-
Notifications
You must be signed in to change notification settings - Fork 100
Description
Summary
The run_tests_with_ollama.sh script has a fast path for when it detects an existing Ollama server (lines 82–84), but it blindly trusts that server without verifying it is actually functional. If the existing server is in a bad state, the entire test run fails with Ollama connectivity errors rather than a clear setup failure.
What goes wrong
When the script detects Ollama already running, it skips starting its own server and proceeds directly to model pulls and warmups. If a warmup times out, the script logs a warning but carries on anyway:
Warning: warmup for granite4:micro timed out (will load on first test)
The subsequent tests then error with "could not create OllamaModelBackend: ollama server not running at None" rather than failing fast. The run still takes the full ~80 minutes working through connection timeouts on every affected test before reporting the failures.
Suggested improvements
- Treat a warmup timeout as a fatal error rather than a warning — either
die()with a clear message or attempt to restart the server - When reusing an existing server, verify it is responsive with a lightweight check (e.g.

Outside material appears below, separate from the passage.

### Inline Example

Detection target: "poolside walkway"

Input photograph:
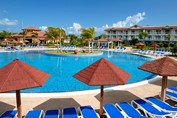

ollama ps) before proceeding to warmups - Consider adding a
--force-restart-ollamaflag for environments where stale servers are common
Context
Encountered during a manual cluster test run on an IBM LSF p-series GPU node (preemptable queue). The node had a stale Ollama server from a previous session that was running but unresponsive. Re-running after confirming no Ollama process was running produced a clean result.